Lastly, here’s “Love letters from the left,” by young Christian Hartsock.

Summary:  Forget Mel Gibson – the REAL Christian martyr around here is Christian, who received some uncomplimentary email about his goofy columns.

Since the birth of my website, www.ChristianHartsock.com, scores of indignant liberal snobs desperate for attention have been expressing their disapproval in vicious, hateful e-mails replete with name-calling and ad hominem attacks (in other words: manifestations of liberal ingenuity).

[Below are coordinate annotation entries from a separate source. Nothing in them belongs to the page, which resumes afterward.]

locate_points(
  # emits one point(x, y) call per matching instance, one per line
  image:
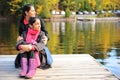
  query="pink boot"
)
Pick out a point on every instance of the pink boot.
point(32, 68)
point(24, 67)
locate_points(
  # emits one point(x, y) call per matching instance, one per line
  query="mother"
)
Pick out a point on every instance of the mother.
point(29, 11)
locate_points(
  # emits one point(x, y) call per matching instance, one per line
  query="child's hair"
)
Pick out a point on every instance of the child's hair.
point(25, 8)
point(32, 20)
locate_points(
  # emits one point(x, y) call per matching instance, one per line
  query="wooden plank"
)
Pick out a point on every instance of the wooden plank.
point(64, 67)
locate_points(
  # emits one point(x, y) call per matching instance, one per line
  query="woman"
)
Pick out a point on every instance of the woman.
point(28, 11)
point(29, 47)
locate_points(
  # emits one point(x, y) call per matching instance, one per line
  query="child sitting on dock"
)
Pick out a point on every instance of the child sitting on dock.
point(30, 47)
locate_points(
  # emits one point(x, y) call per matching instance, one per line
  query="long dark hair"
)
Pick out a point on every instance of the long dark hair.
point(32, 20)
point(25, 8)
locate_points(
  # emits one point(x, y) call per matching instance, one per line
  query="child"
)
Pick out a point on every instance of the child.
point(30, 47)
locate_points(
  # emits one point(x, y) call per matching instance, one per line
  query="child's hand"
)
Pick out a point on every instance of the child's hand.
point(19, 38)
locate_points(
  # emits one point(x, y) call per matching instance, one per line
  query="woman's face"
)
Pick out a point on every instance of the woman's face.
point(31, 12)
point(36, 25)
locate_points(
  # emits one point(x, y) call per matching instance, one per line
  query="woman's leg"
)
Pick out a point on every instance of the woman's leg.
point(24, 65)
point(32, 65)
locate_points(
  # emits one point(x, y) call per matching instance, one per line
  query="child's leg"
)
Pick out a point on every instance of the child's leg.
point(24, 65)
point(32, 65)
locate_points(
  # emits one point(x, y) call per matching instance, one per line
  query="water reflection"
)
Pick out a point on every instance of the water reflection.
point(100, 39)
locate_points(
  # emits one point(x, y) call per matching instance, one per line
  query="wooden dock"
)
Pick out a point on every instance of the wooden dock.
point(65, 67)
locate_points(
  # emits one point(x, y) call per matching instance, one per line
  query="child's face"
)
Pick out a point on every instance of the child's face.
point(36, 25)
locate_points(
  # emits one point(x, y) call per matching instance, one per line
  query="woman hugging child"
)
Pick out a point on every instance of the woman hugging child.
point(30, 47)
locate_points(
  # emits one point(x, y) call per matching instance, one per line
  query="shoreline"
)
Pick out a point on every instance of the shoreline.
point(74, 18)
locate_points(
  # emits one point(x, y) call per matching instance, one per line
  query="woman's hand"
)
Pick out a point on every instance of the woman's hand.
point(26, 48)
point(44, 39)
point(19, 38)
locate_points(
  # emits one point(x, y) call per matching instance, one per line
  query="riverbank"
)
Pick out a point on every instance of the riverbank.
point(82, 18)
point(74, 18)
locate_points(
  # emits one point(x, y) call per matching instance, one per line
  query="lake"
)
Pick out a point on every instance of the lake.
point(101, 39)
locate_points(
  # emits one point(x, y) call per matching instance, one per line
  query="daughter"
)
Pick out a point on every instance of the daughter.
point(30, 47)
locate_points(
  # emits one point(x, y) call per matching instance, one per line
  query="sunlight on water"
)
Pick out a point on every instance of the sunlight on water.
point(99, 39)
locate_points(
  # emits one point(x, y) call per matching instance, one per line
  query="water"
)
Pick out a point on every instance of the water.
point(99, 39)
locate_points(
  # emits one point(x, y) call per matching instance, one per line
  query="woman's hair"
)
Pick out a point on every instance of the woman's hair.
point(25, 8)
point(32, 20)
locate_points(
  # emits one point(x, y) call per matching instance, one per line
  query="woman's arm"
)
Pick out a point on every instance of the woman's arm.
point(43, 28)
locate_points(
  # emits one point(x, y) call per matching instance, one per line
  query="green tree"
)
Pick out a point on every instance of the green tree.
point(45, 13)
point(4, 8)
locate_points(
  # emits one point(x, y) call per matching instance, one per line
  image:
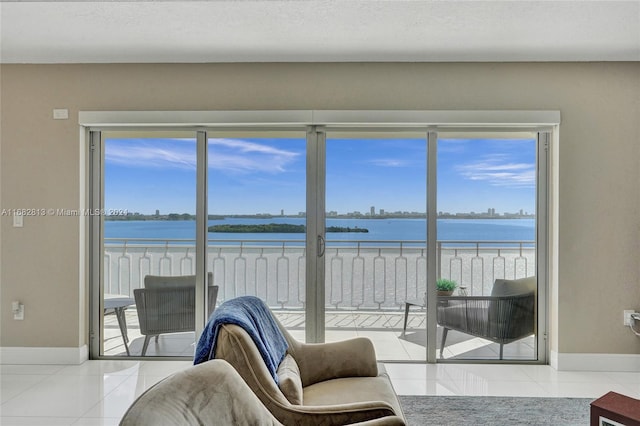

Liberals think that they are showing true decency and class despite the filthy, vile things they say to people they disagree with on the basis that they are saying them in the interest of gracing misled conservatives with the truth. This makes about as much sense as a sewer rat claiming to have decency and class on the basis of the fact that it won’t show its belly button on national television.

The modest sewer rat is probably one of the ones that escaped from the oven that you threw it in, after it invaded the apartment you shared with a liberal roommate.  (Yeah, Christian seems to have a thing for sewer rats.  And also lesbian fisting.) 

But now let’s allow Christian to discuss the two kinds of liberals: the stupid, lazy, flaky ones, and the spastic, lesbian fisting, fetal underdog-murdering ones.

Of course, I have been accused in the past of lumping all “liberals” together and making sweeping blanket statements about them. But here is where I’d like to take an opportunity to make it clear that I believe there are two totally separate breeds of “liberals.” There are, for instance, what I like to call the Barbara Streisand liberals [...] These are harmless liberals who just want to live in trees, eat granola, read poems by the Bubble Lady on Telegraph Avenue in Berkeley and be left alone.

But then there are the spastic, malevolent demagogues with the Great Wall of China bulging out of their foreheads and blood dripping from their teeth, shaking in their seats with a demonic urgency to commit mass murder against the fetal underdogs, ban God from the public square, destroy traditional institutions to accommodate to male-on-male sodomy and lesbian fisting and condemn brain-damaged hospital patients to long days of thirst, hunger, seizures and nosebleeds all in the name of “progress.” These are the liberals who are liberals out of contempt for everything good, holy and pure in life. These are liberals who want to destroy society rather than make it “better” as the good liberals intend to do. To name a few: Michael Newdow, DNC Chairman Howard Dean, ACLU executive director Anthony Romero, Planned Parenthood president Cecile Richards, Florida Circuit Judge George Greer, San Francisco Mayor Gavin Newsom and Senator Ted Kennedy, just to name a few.

You’d think that Ted and the rest of the devil worshipping mass murders would have better things to do than to write nasty emails to Christian.

I did, however, receive one e-mail from someone whom I will not label, who noted that “the level of hatred” I spew in my columns is “appalling” and “far from biblical.” […]

It is biblical to call homosexuality a perversion and an abomination. It is fair to say that stoning abortion doctors to death would be lenient. It is practical to say that modern feminism encourages women to become God-spiting, hedonistic, infanticidal whores.

Yet again with the whores?  Poor Christian – I guess he got turned down again for a date to the sock hop.  You know, maybe he should get some tips on talking to women from Mel Gibson.